We don't fine-tune existing models on cloud data. We build the architectures that the infrastructure AI problem actually requires.
Our research is academically rigorous, rooted in work conducted at ENS. And it runs in production, because research that stays in papers doesn't solve the problem.
Our first foundational world model for cloud infrastructure.
Cloud-1 learns the structure, dynamics, and causal relationships of AWS environments from production data, deployed inside your infrastructure.
It captures what static tooling cannot: how services depend on each other, how workloads evolve, how resource consumption propagates, how decisions made today shape the system tomorrow.
Most infrastructure tooling operates on observable signals. Cloud-1 goes deeper, it learns a latent representation of the system that encodes the dynamics driving how it evolves:
/ How workloads shift over time and across services
/ How resource consumption in one part of the system propagates to others
/ How service dependencies create fragility
/ How cost structures evolve as a function of infrastructure decisions
/ What early failure signatures look like, before they surface as incidents
By learning in latent space rather than operating on raw metrics, Cloud-1 achieves stable long-horizon predictions across the full complexity of the system.
The Data Factory pipeline
Raw cloud data is heterogeneous, different formats, sampling rates, schemas across services. Our Data Factory pipeline normalizes and structures this data into training sequences that expose the temporal and causal structure of the environment. It runs continuously as the infrastructure evolves.
Latent dynamics architecture
Cloud-1 learns to encode system state into a compact latent representation, then models how that representation evolves over time. Raw metrics are high-dimensional and noisy, many dimensions are unpredictable at the surface level but stable in latent space. This is what enables reliable long-horizon prediction at scale.
Action-conditioned simulation
Given a candidate change, a deployment, a scaling event, a configuration update, Cloud-1 simulates the trajectory of the system forward in time, with quantified uncertainty. Infrastructure decisions go from reactive to predictive.

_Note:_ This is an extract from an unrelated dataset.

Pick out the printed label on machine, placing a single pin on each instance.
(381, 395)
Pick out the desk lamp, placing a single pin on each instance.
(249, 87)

Cloud-1 is the first model in a family. We are expanding coverage beyond AWS, deepening causal reasoning capabilities, and building abstractions for multi-service, multi-region architectures.
Each new deployment extends the base model. Each new system teaches us something new.
The most important AI systems of the next decade will be those that understand the environments they act in, that model cause and effect, simulate future states, and reason about downstream consequences.
Language models transformed what AI can do with text. World models will transform what AI can do with systems.
We started with cloud infrastructure: the environment where autonomous AI is already most active, complexity is highest, and the cost of acting without understanding is already the greatest.
A world model is an AI system trained to understand how an environment behaves, how it evolves over time, how its parts interact, and what happens next as conditions change.
When you learn to drive, you don't just memorize traffic rules. You develop an intuition for how the road behaves, how other cars will move, what happens if you brake too late, how speed and distance interact. That intuition is a world model.
Large language models never developed that intuition. They learned to read and write about the world, not to understand how it works. In this analogy they can describe every road in the world. They cannot anticipate what happens at the next turn.